As an instrumental containerization tool in the DevOps technologies, Docker is useful and being widely applied in the continuous integration (CI), continuous delivery (CD) and auto deployment practice. Perficient China portal team has just completed a Liferay application dockerization. This implementation makes our entire application/instance to be lightweight in the deployment and lay the foundation of CI & CD.
- Requirement
We have been running a Liferay 6.2 portlet application and MySQL 5.7 DB instance in a Linux box for a while. Many customized objects such as SSO, user&group, theme, structure, template and portlets has been created in the application, so the migration work is quite different with the brand-new Liferay installation. We installed a new host Linux machine as a target, inside the host we will run MySQL, Liferay as the isolated process with needed resources.
- Solution Overview
In our case, we setup another Linux box to install Docker and then transfer the current Liferay application and Mysql schema into the Docker containers, but there is no change on the access method for the end users as they can just access the new Host machine with specified port (e.g. 8080). The latest Docker installations requires CentOS 7 version. The most effort spent during the installation and configuration are on the Docker images building and debugging. It includes the 3 parts:
- Install Docker environments in CentOS 7.0
- Build MySQL image, run the container and migrate scheme data
- Build Liferay 6.3 image, run the container and do the validation
Due to the limitation of the blog length, I am not going to provide all of the scripts and very detailed steps, but, I am to share the major steps that should give basic idea for you to achieve the requirement.
- Outlined Steps
1.Build up the Host OS with CentOS 7.0. This Linux box is similar to the old box that should have internet access, because the Docker and some packages will pull needed files from remote repositories. The firewall need to be enabled per my testing, otherwise the process in the Docker container cannot have an access to the internet.

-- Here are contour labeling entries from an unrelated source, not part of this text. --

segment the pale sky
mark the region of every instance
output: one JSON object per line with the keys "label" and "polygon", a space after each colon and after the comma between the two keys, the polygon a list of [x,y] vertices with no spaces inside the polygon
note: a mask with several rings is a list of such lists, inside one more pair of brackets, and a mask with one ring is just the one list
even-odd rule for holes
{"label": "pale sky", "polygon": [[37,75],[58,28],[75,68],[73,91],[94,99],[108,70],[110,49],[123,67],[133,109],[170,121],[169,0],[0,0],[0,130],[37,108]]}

2.Build MySQL images. The easier way is to pull available image from Docker Hub (https://hub.docker.com/_/mysql/). In my case, I referred the Mysql docker file and built my own one by a slight change.
3.Run the MySQL DB container and expose port to the host machine. One image can be started to be containers with proper parameters. Here we need to provide the password for the root when to start the DB instance. The default port is 3306 for which we can either expose it in the docker file or specify the port mapping as ‘-p 3306:3306’.
$ docker run –name liferaydb -p 3306:3306 -e MYSQL_ROOT_PASSWORD={password} -t -i mysql:5.7
4.Test the new DB Connection. In the docker file entrypoint or the command it will start mysql instance, we can use Mysql client to connect Mysql server on the port of 3306.
5.Transfer the Mysql Schema to new Database. The liferay store the portlet data in the scheme such as lportal. We can use the Mysal workbench client to transfer the scheme via its wizard. It is pretty straightforward.
6.Write our own Liferay Docker file. There is no official docker for Liferay on Docker hub at this moment, but we can write our own Docker file to build up Docker image. With below sample docker file we can build the image.
7.Run the container with the image that we built, since we have exposed the port of 8080, 8443 in the file so we should be able to access these ports on Host machine (outside of container). We should mount several log folder and auto-deploy folder to the host machine. Therefore we can read the logs in the host machine like we did usually. Also, the liferay container will need to link to the DB container that we finished in above step.
8.Now we can find a client machine to test the Liferay home page on the port of 8080.
Try to move your application infrastructure to the Docker and get some fun, and you Bingo!